Part two of the Rab rock tour has started, and I know this because the van we’re travelling north in has been full of non-stop climbing talk for over twelve hours. Climbing talk, and bad jokes. If Tom Randall and Callum Musket were trainspotters then they could be committed for this kind of obsession, but as they’re two of the fittest (and, they claim, ‘hottest’) climbers in Britain, they allowed to – indeed encouraged – to roam free. Which is why we’re heading to Scotland: to roam the Highlands and see how many hard routes it’s possible to clock up in a few days.

Strangely, finding somewhere hard enough for a few days climbing with this pair isn’t as straightforward as it might seem. There’s a lot of rock in Scotland and plenty of hard routes, but we’re looking for somewhere with a decent concentration of lines that tallies with the current forecast of crap weather in the west. Driving north through the night, we vaguely settle on the Red Wall north of Aberdeen, then pull into a random lane somewhere south of Glasgow and settle down for not-a-lot-of-sleep in the short night.

Early morning and the weather comes in as we’re passing Glasgow, and it’s distinctly Scottish. Rain hammering on the windscreen and spray fogging the motorway returns us to the guidebooks and the forecasts to pit the two against each other and come up with a slightly ambitious plan. We’ve only got four days, but Orkney, the far Viking tip of Britain, looks like it might just be feasible. It’s home to Hoy and it’s famous Old Man, plus a whole host of hard routes that don’t get much traffic. Rumour is there’s good potential for first ascents, plus a bothy to stay in, so with a quick re-check of the forecasts and a confirmation that there’s enough budget for ferries, we decide to go. A quick refuelling stop with a blow-out Scottish breakfast, and our mini-adventure is on!

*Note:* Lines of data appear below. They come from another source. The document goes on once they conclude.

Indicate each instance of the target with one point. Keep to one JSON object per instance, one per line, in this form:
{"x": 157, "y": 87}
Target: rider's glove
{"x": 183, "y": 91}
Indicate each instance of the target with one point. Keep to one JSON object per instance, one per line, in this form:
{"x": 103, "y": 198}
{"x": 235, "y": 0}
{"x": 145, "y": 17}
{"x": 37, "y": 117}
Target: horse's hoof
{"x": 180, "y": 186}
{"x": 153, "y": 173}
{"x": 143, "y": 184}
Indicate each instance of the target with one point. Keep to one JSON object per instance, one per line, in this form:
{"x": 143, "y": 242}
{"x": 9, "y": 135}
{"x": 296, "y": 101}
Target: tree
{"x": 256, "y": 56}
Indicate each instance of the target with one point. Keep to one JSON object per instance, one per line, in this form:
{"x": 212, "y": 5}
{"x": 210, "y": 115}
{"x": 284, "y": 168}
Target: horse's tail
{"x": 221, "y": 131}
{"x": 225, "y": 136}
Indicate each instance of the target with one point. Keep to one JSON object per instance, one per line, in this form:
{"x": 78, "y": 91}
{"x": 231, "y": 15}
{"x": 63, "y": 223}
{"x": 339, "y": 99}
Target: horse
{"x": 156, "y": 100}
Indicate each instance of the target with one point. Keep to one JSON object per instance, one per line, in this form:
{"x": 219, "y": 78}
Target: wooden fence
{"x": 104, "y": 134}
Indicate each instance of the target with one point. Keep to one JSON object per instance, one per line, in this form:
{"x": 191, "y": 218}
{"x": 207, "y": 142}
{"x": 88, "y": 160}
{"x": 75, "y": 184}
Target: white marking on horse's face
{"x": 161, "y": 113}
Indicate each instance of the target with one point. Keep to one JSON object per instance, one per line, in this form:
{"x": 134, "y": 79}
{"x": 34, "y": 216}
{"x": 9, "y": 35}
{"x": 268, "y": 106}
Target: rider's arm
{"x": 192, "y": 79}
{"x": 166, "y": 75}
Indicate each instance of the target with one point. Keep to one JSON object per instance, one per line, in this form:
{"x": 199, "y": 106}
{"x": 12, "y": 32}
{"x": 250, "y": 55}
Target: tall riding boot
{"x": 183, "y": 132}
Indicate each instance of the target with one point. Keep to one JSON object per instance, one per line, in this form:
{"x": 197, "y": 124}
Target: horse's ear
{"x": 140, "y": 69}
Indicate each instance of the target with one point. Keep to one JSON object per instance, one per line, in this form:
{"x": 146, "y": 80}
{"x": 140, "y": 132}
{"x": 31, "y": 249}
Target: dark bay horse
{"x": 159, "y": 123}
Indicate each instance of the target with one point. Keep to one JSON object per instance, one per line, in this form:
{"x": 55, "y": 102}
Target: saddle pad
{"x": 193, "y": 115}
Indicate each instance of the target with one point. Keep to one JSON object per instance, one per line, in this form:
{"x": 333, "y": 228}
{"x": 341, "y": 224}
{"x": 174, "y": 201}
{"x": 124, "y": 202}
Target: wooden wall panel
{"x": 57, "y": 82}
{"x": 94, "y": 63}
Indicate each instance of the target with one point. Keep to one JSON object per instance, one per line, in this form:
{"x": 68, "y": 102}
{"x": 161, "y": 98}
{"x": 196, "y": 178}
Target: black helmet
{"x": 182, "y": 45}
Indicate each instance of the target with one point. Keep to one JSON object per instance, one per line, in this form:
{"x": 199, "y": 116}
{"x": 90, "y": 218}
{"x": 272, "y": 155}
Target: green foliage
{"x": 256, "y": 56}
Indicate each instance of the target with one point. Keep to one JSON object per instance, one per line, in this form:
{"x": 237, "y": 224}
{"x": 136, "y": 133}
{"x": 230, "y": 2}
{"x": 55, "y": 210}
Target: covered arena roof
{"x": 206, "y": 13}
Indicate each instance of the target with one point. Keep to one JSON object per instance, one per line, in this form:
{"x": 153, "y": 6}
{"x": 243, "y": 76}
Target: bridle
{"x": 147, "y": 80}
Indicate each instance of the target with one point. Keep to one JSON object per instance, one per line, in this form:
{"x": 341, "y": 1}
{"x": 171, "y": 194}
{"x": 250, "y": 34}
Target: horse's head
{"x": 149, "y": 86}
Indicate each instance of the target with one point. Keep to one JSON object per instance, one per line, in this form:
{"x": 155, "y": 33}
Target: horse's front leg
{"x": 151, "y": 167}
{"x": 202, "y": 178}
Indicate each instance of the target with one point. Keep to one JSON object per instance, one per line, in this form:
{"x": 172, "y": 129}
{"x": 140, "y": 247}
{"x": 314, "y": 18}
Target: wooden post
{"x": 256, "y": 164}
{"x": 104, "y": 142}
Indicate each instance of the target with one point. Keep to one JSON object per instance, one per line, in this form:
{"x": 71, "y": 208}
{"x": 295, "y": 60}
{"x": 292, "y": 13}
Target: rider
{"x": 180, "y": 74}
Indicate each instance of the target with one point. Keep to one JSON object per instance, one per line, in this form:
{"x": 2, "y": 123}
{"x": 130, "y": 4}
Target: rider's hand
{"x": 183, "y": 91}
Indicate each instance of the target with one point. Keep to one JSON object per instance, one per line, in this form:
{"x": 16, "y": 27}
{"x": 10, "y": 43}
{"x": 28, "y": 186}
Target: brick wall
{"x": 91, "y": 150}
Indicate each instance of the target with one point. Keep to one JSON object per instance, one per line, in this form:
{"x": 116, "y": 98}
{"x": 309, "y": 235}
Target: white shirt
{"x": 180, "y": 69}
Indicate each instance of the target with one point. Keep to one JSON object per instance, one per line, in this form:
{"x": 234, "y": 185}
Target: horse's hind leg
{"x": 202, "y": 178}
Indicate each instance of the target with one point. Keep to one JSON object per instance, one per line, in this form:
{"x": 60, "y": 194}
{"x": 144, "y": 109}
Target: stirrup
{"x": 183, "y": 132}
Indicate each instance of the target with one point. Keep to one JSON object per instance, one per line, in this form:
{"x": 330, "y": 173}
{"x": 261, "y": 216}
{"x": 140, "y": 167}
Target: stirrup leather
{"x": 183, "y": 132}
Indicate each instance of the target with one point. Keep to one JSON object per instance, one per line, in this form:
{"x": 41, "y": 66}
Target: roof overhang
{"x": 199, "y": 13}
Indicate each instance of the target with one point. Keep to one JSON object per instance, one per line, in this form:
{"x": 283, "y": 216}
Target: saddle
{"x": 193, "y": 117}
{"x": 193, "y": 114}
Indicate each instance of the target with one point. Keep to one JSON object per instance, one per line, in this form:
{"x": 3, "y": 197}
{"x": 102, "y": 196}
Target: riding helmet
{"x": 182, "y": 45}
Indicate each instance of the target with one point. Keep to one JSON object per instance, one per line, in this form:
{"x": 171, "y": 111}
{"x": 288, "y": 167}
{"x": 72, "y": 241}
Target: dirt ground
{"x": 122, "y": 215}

Why is it always like this?

What is it about big shoots that creates such chaos? Is it the amount of kit that needs packing and sorting? Organising a selection of busy, disparate and invariably strong willed characters into something resembling a climbing trip? Or is the mess in my office simply an external expression of the stress that weather forecasts always create?

The only thing I know is that by this evening, I’ll be in a camper van heading for Scotland with uber-climbers Tom Randall and Callum Musket. It’s to be a five day anarchy trip across the Highlands: part two of the Rab Rock Tour where we’re on a mission to climb as many hideously hard lines as possible, shoot a range of new kit, make a video, get bitten by midges, drive too many miles, have too little sleep… and hopefully have a good time. But right now the forecast is far from perfect, I’m surrounded by random socks and lenses and ropes and feeling a long way from that moment when the trip finally comes together. But it will.

Meanwhile, I’ve just updated the website with some of the imagery from February’s shoot in the Arctic circle. Now that feels like a long way back!